Ajoute des exercices en excentrique qui renforcent le muscle pendant qu’il s’allonge. Monte sur la pointe des pieds puis redescends très lentement sous le niveau de départ. Cette phase excentrique prépare tes mollets aux chocs répétés de la course.
N’oublie pas les étirements post-effort. Maintiens chaque étirement 30 secondes minimum pour permettre aux fibres musculaires de retrouver leur longueur normale. Un mollet raccourci et tendu devient rapidement douloureux à la course.
Quand faut-il reprendre la course après une douleur ?

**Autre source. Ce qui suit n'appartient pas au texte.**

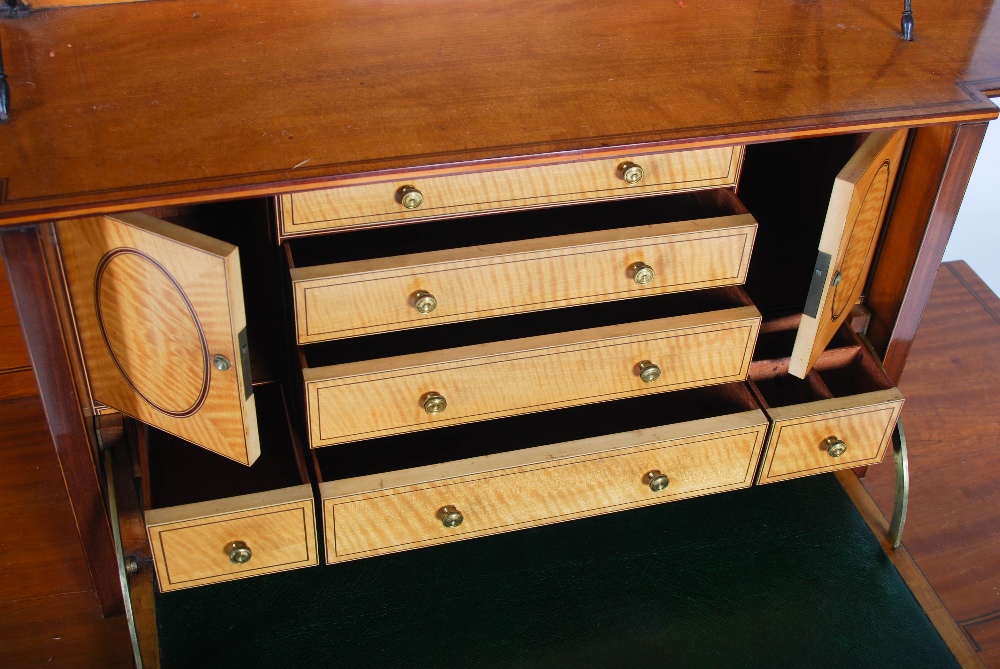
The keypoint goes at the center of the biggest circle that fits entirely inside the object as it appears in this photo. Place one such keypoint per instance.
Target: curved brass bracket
(902, 462)
(126, 565)
(906, 23)
(902, 498)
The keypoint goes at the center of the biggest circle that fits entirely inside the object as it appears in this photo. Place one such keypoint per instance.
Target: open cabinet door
(159, 310)
(853, 221)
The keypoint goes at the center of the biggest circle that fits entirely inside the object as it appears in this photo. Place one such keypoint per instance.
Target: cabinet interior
(845, 368)
(176, 472)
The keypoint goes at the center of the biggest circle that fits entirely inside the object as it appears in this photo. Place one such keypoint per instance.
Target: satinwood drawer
(385, 294)
(841, 415)
(709, 341)
(708, 440)
(438, 194)
(237, 521)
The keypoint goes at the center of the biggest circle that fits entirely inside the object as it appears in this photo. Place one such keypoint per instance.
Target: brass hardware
(424, 302)
(641, 273)
(433, 403)
(648, 372)
(834, 446)
(410, 197)
(657, 480)
(238, 552)
(631, 173)
(450, 516)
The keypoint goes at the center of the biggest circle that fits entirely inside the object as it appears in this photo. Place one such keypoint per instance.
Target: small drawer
(700, 441)
(384, 294)
(707, 338)
(841, 415)
(436, 195)
(211, 520)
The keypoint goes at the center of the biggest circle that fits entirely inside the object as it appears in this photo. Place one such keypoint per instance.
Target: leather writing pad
(785, 575)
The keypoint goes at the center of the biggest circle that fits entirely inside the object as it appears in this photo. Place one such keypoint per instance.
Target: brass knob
(238, 552)
(657, 480)
(641, 273)
(424, 302)
(450, 516)
(433, 403)
(648, 371)
(834, 446)
(410, 197)
(631, 173)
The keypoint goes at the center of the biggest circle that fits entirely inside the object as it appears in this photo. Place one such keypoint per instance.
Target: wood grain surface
(381, 514)
(375, 398)
(50, 615)
(187, 541)
(205, 99)
(364, 297)
(154, 303)
(515, 188)
(42, 304)
(860, 198)
(795, 446)
(952, 419)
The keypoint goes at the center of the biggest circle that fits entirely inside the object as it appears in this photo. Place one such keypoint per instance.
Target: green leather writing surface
(785, 575)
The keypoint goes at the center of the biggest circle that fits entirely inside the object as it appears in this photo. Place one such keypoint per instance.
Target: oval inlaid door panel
(853, 221)
(159, 310)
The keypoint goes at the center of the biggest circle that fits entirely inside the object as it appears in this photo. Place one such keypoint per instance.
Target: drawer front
(190, 543)
(798, 446)
(553, 484)
(383, 397)
(511, 188)
(358, 298)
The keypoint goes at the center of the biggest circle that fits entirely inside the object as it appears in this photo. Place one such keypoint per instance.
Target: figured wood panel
(795, 446)
(374, 515)
(858, 204)
(154, 304)
(357, 89)
(381, 397)
(188, 541)
(364, 297)
(513, 188)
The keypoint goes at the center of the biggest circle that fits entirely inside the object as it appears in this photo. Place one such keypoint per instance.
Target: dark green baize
(784, 575)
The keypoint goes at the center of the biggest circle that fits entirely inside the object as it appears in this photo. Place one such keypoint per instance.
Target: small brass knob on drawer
(834, 446)
(648, 371)
(424, 302)
(657, 480)
(410, 197)
(631, 173)
(433, 403)
(641, 273)
(450, 516)
(238, 552)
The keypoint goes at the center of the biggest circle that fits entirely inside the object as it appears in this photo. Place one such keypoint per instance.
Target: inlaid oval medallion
(861, 238)
(152, 332)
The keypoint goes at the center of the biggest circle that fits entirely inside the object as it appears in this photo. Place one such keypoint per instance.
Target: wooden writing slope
(686, 210)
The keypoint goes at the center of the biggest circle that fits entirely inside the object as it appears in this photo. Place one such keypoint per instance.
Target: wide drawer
(362, 297)
(499, 189)
(241, 521)
(684, 457)
(374, 398)
(841, 415)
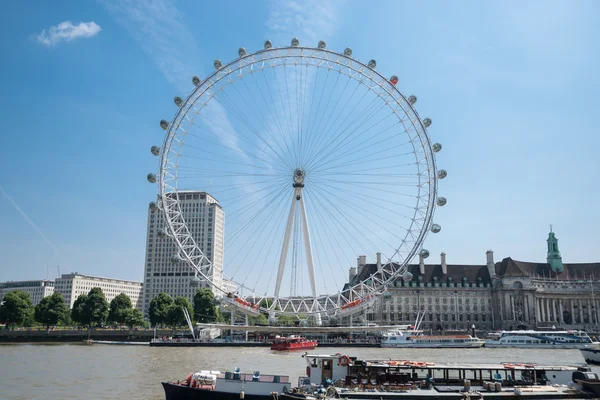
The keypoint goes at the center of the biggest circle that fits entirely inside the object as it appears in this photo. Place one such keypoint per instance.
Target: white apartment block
(74, 284)
(37, 289)
(164, 271)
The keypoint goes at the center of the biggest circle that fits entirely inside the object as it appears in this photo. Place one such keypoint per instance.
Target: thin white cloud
(309, 20)
(28, 220)
(159, 28)
(66, 31)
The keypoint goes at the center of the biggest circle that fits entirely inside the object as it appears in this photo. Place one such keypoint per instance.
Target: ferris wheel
(315, 159)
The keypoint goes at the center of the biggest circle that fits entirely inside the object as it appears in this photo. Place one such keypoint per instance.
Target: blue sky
(512, 89)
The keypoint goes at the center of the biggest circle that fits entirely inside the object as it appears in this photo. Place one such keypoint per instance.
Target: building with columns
(509, 294)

La reprise doit être progressive et sans précipitation. Attends que la douleur disparaisse complètement au repos et à la marche avant de rechausser tes baskets. Commence par des sorties courtes à allure très modérée pour tester la réaction de tes mollets.
Si la douleur réapparaît dès les premiers kilomètres, accorde-toi encore quelques jours de repos. Mieux vaut perdre une semaine d’entraînement que plusieurs mois à cause d’une blessure mal soignée. Ton corps te dit ce dont il a besoin, écoute-le.
Les douleurs en bas du mollet ne sont pas une fatalité pour ton running. Avec une approche intelligente de l’entraînement et une écoute de ton corps, tu peux largement les éviter. L’essentiel reste de courir pour le plaisir, pas pour souffrir à chaque sortie.